出迎えていただいた田中さんは、現在庄原市議会議員ですが、「追悼碑」建設当時、高野町長をされており、碑建立のために絶大な協力をされました。田中さんは、「碑の建っている場所は、もともと中国電力の土地であり、なかなか協力を得られなかったのですが、中国電力から『町に寄付』という話があり、町が寄付を受けることで、ようやく実現させることができました」と当時の模様を話されました。田中さんの話を聞きながら思い出したのが、安芸太田町安野にある中国電力安野発電所の敷地内に建立された「安野中国人受難の碑」のことです。この碑は、2010年10月23日に除幕式が行われましたが、建立に至る経過(安野は、裁判を経た)が大きく違うとはいえ、中国電力の対応も随分と変わった(良い方向に)ものだ思いました。草谷さんは、高暮ダム建設で自分の家が立ち退きを強制され、湖底に沈んだしまった体験を持ち、「高暮ダムの証言者」として今も活動を進められています。当時強制的に工事が進んだ様子を説明されました。
「追悼碑」の裏面には、碑建立に協力された方々の名前が刻まれていました。その協力者の名前の中に、「全国被爆教職員の会会長 石田明」を見つけることができました。在りし日の石田先生の姿が、目に浮かんできました。他にも私の知った団体名が、たくさん刻み込まれていました。
場所を「ふるさと高暮」に移した一行は、そこで改めて四車さん、田中さん、草谷さんから、当時の状況の聞き取りを行いました。四車さんからは、自ら手作りした「紙芝居」によって詳しく語っていただきました。
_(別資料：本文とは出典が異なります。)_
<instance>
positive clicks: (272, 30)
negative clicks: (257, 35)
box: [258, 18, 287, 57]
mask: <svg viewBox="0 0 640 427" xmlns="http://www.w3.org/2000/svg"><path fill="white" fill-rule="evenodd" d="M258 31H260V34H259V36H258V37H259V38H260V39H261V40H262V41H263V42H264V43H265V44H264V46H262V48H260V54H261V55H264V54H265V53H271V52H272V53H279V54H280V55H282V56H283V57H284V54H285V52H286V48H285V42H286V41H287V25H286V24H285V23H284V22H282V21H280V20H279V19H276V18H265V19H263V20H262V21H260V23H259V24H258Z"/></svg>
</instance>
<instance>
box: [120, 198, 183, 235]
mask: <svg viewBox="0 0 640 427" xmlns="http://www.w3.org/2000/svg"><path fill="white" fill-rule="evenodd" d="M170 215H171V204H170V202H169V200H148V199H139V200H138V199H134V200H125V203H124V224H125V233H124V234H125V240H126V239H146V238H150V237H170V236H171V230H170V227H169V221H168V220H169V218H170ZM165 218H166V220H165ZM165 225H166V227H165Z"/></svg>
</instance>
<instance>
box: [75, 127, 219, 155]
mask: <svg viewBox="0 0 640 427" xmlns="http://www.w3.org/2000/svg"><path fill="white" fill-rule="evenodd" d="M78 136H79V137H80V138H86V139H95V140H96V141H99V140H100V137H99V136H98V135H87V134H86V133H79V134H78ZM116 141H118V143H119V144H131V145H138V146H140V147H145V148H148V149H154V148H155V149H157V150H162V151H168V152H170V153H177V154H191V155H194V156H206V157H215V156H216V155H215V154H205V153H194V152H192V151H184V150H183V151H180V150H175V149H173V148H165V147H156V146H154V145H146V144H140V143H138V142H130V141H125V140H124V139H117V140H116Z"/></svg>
熱心な高暮ダム学習となり、広島に帰り着いたのは午後7時でした。
参加者の声です。
「このようなところで、強制連行が行われ差別があり被害者を生み、亡くなった人たちが会って残念だ。自分たちはこのような事実を初めてわかって、申し訳ないと思う。(涙) 地域の 人たちの中には、朝鮮人の脱走を手助けした人もいる。」
「被害者がこれほどあったことに胸が痛む。(追悼碑に来てみたら)花瓶に花があったのが、心に残った。(犠牲者が)寂しくないように、地域や先生(田中・草谷さん)たちが、守っていることに感動した。」
韓国の大学生にとっても有意義な一日であったようです。
韓国の大学生は、翌日平和公園を訪れ、資料館見学、碑めぐり、在日韓国人被爆者・朴南珠(パク・ナムジュ)さんからの被爆体験聞き取り、日本の若者との交流など、ヒロシマ原爆学習を精力的に取り組み、27日に帰国しました。
高暮ダムの歴史や「追悼碑」建設などについて、明日もう少し詳しく報告します。